There are tons of travel apps out there to help you plan for everything from booking tickets to translating foreign languages to finding your way through museums. But TravelNerd offers something a little different: an app that will help improve what’s often the most chaotic part of any trip—the journey through the airport—-by directing you to the best options for parking, restaurants, and the like.
“One of the parts that really annoyed me about travel was not being able to find transparency with parking prices,” he says. “There are websites that compare parking lots, but only the ones that pay commission. There’s no transparency in terms of actual prices. “
Chen discovered that pain point for himself when he was on his way to a nine-day trip to Spain, flying out of JFK. He looked online to check parking rates and decided he’d pay the quoted $18 per day price tag. “I figured what the heck?” he says. “I drove to airport and parked and realized it was $30 a day. That infuriated me.”
So now NerdWallet scours parking prices at airports around the world, and also gathers stats on which restaurants are child-friendly or wheelchair-accessible so that travelers can find what they’re looking for as soon as they hit the ground. The app also provides maps and information to help passengers get to the right terminal and gate, as well as a flight tracker.

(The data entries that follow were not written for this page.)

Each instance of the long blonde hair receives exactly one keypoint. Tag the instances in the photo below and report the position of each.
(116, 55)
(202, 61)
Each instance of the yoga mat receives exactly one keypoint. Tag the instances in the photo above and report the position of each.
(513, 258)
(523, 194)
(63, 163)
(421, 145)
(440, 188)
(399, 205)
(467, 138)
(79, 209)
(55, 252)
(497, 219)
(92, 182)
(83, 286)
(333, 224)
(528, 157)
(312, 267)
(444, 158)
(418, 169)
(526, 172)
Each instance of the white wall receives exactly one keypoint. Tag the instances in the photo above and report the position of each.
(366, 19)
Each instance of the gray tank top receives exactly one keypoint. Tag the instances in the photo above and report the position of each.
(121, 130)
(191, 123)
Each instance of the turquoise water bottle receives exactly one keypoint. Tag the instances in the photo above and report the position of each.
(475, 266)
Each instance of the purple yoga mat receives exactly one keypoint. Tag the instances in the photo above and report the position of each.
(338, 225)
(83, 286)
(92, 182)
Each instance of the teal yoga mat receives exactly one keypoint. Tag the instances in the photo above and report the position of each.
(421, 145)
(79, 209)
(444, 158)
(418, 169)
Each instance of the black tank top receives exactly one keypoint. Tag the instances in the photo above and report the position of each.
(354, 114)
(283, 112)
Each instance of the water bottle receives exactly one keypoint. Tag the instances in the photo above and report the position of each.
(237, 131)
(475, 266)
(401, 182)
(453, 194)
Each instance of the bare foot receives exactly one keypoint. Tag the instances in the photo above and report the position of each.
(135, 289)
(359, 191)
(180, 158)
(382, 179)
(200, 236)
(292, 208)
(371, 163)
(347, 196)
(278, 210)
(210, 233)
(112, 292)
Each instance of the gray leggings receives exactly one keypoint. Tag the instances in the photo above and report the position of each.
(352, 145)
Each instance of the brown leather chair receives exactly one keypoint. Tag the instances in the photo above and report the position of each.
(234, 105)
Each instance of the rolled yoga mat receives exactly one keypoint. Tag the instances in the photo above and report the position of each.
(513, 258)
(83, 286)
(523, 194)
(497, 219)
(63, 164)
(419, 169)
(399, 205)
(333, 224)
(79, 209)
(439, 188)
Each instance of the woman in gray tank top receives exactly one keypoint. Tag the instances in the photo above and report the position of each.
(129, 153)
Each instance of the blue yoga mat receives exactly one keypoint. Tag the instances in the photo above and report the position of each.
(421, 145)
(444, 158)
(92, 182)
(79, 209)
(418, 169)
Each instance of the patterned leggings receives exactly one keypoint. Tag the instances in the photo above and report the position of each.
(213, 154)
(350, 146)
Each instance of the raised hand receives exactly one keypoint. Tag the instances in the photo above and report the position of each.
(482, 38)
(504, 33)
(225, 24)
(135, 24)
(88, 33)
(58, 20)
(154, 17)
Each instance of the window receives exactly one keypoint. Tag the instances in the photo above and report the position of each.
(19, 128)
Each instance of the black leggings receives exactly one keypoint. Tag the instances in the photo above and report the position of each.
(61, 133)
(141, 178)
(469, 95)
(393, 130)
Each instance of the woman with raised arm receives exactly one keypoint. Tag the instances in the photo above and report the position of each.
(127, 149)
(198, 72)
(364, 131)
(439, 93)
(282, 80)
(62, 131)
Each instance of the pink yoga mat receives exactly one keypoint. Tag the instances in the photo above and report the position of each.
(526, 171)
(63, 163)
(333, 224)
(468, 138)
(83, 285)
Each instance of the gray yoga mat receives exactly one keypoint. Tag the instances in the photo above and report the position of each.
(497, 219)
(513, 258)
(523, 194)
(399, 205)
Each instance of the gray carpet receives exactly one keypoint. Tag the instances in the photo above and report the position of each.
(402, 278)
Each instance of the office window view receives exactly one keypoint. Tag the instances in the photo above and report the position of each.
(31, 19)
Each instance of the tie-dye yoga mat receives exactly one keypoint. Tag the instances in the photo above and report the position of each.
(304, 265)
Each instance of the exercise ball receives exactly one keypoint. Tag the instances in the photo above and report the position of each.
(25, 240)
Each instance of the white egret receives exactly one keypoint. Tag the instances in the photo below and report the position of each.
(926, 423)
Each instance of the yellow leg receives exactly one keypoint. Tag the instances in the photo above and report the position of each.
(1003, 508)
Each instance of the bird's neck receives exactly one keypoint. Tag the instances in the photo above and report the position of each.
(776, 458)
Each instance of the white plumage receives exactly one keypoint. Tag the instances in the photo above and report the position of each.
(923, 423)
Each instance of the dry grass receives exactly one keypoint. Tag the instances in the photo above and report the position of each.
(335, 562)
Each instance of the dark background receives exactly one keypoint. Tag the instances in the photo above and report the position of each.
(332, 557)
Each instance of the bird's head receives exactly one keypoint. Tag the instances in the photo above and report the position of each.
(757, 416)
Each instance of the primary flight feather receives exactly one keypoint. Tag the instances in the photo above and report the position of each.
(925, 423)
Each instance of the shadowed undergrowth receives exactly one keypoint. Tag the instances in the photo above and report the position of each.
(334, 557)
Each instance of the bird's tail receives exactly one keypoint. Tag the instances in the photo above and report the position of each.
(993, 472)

So far, TravelNerd offers information from 73 airports, in the U.S. and abroad. It’s not cheap to do—it takes a lot more than a Google search—but it allows the company to provide a comprehensive set of transparent options for travelers that Chen says competitors just don’t offer (NerdWallet doesn’t like to share exactly how they do it). With other apps, “you won’t find parking information at 10 parking lots for SFO with coupons attached,” he says. “We try to take it a step farther.” Coupons include discounts on services like SuperShuttle, Park ‘N Fly, and Carmel Limo in New York City.
TravelNerd, launched in October of last year, grew out of the bigger NerdWallet business, which focuses on giving consumers unbiased information about financial decisions. When people want advice on what credit card to get, for example, Chen says they often turn to Google. But a lot of Google results are ads, and a lot of other sites make recommendations based on commissions paid by the credit card companies. Chen actually got the idea for the company when he was trying to hunt down a Fidelity 2-percent cash back card that friends had. But he couldn’t find it anywhere, and his sister, who worked in e-commerce at the time, “explained how marketing works and why you get completely biased results.”

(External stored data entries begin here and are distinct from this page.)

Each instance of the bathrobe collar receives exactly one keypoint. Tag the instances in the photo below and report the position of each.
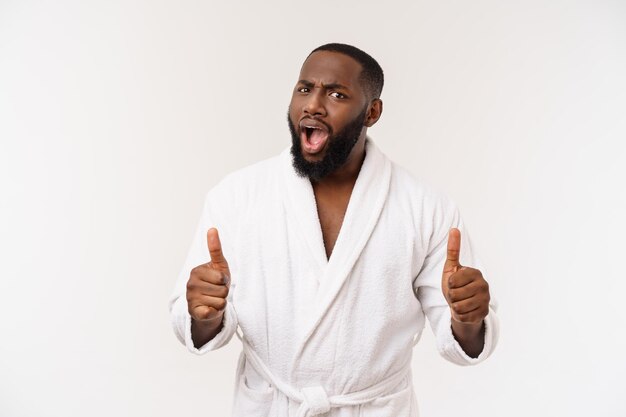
(366, 203)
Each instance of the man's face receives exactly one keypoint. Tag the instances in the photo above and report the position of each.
(327, 113)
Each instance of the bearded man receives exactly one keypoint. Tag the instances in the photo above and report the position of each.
(336, 257)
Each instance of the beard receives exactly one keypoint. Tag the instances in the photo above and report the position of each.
(337, 151)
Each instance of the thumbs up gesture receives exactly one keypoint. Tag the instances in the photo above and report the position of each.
(464, 288)
(209, 284)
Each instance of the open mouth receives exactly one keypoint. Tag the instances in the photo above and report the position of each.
(313, 137)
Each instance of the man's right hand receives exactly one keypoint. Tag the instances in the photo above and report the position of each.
(207, 290)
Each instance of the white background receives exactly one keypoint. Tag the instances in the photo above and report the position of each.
(116, 117)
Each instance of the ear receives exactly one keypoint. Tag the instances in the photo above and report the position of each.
(374, 111)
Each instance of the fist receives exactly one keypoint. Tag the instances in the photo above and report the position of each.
(464, 288)
(209, 284)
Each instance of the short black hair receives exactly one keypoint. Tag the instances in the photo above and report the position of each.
(371, 74)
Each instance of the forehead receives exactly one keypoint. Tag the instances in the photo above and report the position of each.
(331, 67)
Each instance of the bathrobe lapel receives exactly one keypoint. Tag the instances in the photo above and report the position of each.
(366, 203)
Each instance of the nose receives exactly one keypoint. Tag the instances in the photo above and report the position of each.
(314, 104)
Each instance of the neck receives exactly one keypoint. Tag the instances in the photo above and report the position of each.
(346, 175)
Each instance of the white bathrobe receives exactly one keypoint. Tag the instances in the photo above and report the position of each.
(329, 337)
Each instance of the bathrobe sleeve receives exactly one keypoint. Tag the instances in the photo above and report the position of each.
(427, 286)
(199, 254)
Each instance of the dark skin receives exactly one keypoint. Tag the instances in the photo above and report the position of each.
(330, 90)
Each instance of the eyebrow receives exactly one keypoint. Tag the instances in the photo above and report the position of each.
(332, 86)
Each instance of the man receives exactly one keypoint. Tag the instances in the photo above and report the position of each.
(335, 258)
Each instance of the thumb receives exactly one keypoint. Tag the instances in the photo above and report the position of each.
(215, 249)
(454, 250)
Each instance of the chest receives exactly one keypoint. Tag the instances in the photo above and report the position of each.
(331, 211)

So in 2010, after he’d left his hedge fund job, Chen launched NerdWallet with credit card comparisons, helping consumers find options with lower APRs or better rewards programs. Co-founder, chief operating officer and former high school buddy Jacob Gibson quit his job trading bonds at JP Morgan to join him. Now, four years later, NerdWallet offers advice on everything from mortgage rates and travel to business checking accounts, mutual funds and scholarships. They also have tools to help same-sex families with legal planning and students with student loans, and the company frequently writes blog posts about fraudulent products on the market.
TravelNerd is relatively new for the company, and so far the startup isn’t doing much to monetize its travel content. NerdWallet’s products do have advertisements, but Chen says they’re careful about how they bring in their revenue, given that they want to ensure unbiased reviews of financial products. “We definitely under monetize substantially.”
Though there are a plethora of other travel app options out there, Chen only sees one as a serious competitor: GateGuru, an, an app that helps travelers keep track of itineraries, reserve rental cars, navigate airports and find amenities nearby. But TravelNerd also recommends some other apps to make your journeys more enjoyable, like TripIt, which will combine your confirmation emails into a comprehensive itinerary, and NextFlight, which can help you change your reservations on the fly.
But for his part, Chen sticks to Airports—particularly to figure out which terminal a given airline is in, so he can figure out where to park, and know how much it’s going to cost him in advance.